CONSTRAINT assembly_item_hash_pk
PRIMARY KEY (partition_key, id)
) PARTITION BY HASH (partition_key);
-----------------------------------------------------
-- Create trigger function to populate partition_key
-----------------------------------------------------
-- The partition key is a two-character hex string, like '00', '3E', and so on.
CREATE OR REPLACE FUNCTION set_partition_key()
RETURNS TRIGGER AS $$
BEGIN
NEW.partition_key = UPPER(LEFT(NEW.assembly_id, 2));
RETURN NEW;
END;
$$ language plpgsql IMMUTABLE; -- I don't think that I need to worry about IMMUTABLE here. 01234567890ABCDEF shouldn't break.
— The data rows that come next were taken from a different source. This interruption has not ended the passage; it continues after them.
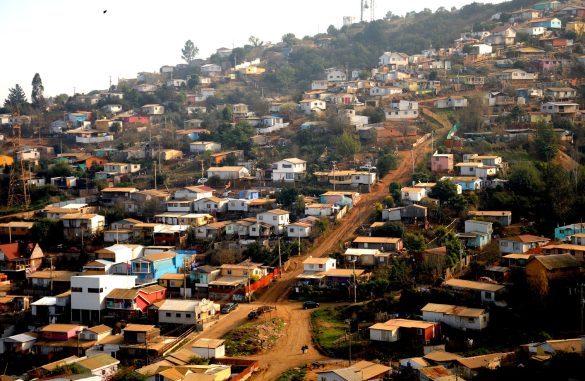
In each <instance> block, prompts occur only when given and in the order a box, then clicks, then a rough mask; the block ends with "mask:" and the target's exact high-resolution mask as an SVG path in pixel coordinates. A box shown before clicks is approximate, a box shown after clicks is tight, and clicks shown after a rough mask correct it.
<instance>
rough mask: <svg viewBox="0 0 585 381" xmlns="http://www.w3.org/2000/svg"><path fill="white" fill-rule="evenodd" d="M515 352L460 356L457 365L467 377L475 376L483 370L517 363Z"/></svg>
mask: <svg viewBox="0 0 585 381" xmlns="http://www.w3.org/2000/svg"><path fill="white" fill-rule="evenodd" d="M514 360H515V353H514V352H506V353H503V352H499V353H489V354H487V355H480V356H472V357H461V358H458V359H457V360H456V361H457V364H456V367H457V370H458V371H459V372H460V374H461V375H462V376H463V377H464V378H465V379H466V380H471V379H473V378H475V377H476V376H477V375H478V374H479V372H480V371H481V370H482V369H483V370H495V369H497V368H499V367H501V366H510V365H511V364H515V362H514Z"/></svg>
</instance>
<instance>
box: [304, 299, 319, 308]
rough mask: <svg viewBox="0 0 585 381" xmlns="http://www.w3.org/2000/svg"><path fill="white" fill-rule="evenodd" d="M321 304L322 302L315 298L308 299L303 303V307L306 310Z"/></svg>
mask: <svg viewBox="0 0 585 381" xmlns="http://www.w3.org/2000/svg"><path fill="white" fill-rule="evenodd" d="M319 306H320V304H319V303H317V302H315V301H313V300H307V301H306V302H304V303H303V308H304V309H306V310H307V309H309V308H317V307H319Z"/></svg>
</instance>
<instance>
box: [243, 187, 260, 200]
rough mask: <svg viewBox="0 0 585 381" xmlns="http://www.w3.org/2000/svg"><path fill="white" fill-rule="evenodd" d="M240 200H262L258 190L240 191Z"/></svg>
mask: <svg viewBox="0 0 585 381" xmlns="http://www.w3.org/2000/svg"><path fill="white" fill-rule="evenodd" d="M238 198H239V199H240V200H256V199H259V198H260V191H259V190H257V189H248V190H243V191H240V193H239V194H238Z"/></svg>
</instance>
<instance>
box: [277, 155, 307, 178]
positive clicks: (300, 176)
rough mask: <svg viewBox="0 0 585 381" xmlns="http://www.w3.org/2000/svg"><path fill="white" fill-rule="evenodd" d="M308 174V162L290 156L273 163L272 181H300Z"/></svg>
mask: <svg viewBox="0 0 585 381" xmlns="http://www.w3.org/2000/svg"><path fill="white" fill-rule="evenodd" d="M306 174H307V162H306V161H304V160H301V159H297V158H294V157H293V158H288V159H283V160H280V161H277V162H276V163H273V164H272V181H300V180H302V179H303V178H304V177H305V176H306Z"/></svg>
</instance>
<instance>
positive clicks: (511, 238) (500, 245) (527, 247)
mask: <svg viewBox="0 0 585 381" xmlns="http://www.w3.org/2000/svg"><path fill="white" fill-rule="evenodd" d="M549 242H550V239H548V238H546V237H538V236H535V235H530V234H522V235H517V236H513V237H507V238H502V239H500V243H499V247H500V252H501V253H502V254H511V253H526V252H527V251H528V250H530V249H534V248H537V247H541V246H544V245H546V244H547V243H549Z"/></svg>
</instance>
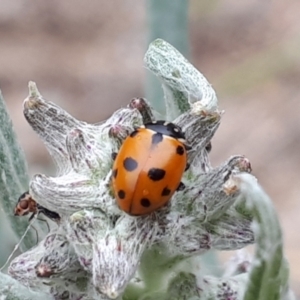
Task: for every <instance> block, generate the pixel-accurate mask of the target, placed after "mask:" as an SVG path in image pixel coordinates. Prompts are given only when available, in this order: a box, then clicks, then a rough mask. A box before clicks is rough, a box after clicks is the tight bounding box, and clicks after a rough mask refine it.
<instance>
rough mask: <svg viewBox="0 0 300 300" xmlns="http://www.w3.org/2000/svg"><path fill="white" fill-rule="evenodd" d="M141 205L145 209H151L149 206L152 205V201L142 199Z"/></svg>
mask: <svg viewBox="0 0 300 300" xmlns="http://www.w3.org/2000/svg"><path fill="white" fill-rule="evenodd" d="M141 205H142V206H143V207H149V206H150V205H151V202H150V200H149V199H147V198H142V199H141Z"/></svg>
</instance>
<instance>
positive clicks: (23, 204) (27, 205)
mask: <svg viewBox="0 0 300 300" xmlns="http://www.w3.org/2000/svg"><path fill="white" fill-rule="evenodd" d="M19 206H20V207H21V208H22V209H27V208H28V206H29V202H28V201H27V200H21V201H20V202H19Z"/></svg>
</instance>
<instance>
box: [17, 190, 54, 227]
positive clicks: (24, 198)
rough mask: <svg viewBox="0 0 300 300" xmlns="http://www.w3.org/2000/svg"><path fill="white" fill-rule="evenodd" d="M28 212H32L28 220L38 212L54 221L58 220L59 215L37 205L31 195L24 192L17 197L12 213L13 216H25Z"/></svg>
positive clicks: (37, 213) (38, 205) (27, 193)
mask: <svg viewBox="0 0 300 300" xmlns="http://www.w3.org/2000/svg"><path fill="white" fill-rule="evenodd" d="M29 213H32V215H31V216H30V218H29V221H30V220H32V219H33V217H34V216H35V215H36V214H40V213H42V214H44V215H45V216H46V217H48V218H49V219H51V220H52V221H54V222H59V221H60V216H59V214H58V213H56V212H54V211H51V210H49V209H47V208H45V207H43V206H41V205H39V204H38V203H36V201H35V200H34V199H33V198H32V197H31V195H30V194H29V192H25V193H23V194H22V195H21V196H20V197H19V199H18V203H17V205H16V207H15V210H14V214H15V216H26V215H28V214H29Z"/></svg>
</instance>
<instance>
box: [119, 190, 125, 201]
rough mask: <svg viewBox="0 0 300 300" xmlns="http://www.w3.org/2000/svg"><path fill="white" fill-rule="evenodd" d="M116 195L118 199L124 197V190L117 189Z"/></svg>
mask: <svg viewBox="0 0 300 300" xmlns="http://www.w3.org/2000/svg"><path fill="white" fill-rule="evenodd" d="M118 197H119V198H120V199H124V198H125V197H126V193H125V191H124V190H119V191H118Z"/></svg>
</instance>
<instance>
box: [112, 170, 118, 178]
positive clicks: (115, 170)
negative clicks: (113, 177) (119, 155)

-----------------------------------------------------
-- Build partitions
-----------------------------------------------------
-- Note: Have to assign triggers to partitions individually.
-- Seems that it would be easier to add the logic to my central insert function.
CREATE TABLE assembly_item_hash_00 partition of assembly_item_hash FOR VALUES WITH (modulus 256, remainder 0);
CREATE TRIGGER set_partition_key_trigger_00
BEFORE INSERT OR UPDATE ON assembly_item_hash_00
FOR EACH ROW
EXECUTE PROCEDURE set_partition_key();
CREATE TABLE assembly_item_hash_01 partition of assembly_item_hash FOR VALUES WITH (modulus 256, remainder 1);
CREATE TRIGGER set_partition_key_trigger_01
BEFORE INSERT OR UPDATE ON assembly_item_hash_01
FOR EACH ROW
EXECUTE PROCEDURE set_partition_key();
-- And so on for all 256 partitions.
COMMIT;
Any advice? Really, anything that comes to mind?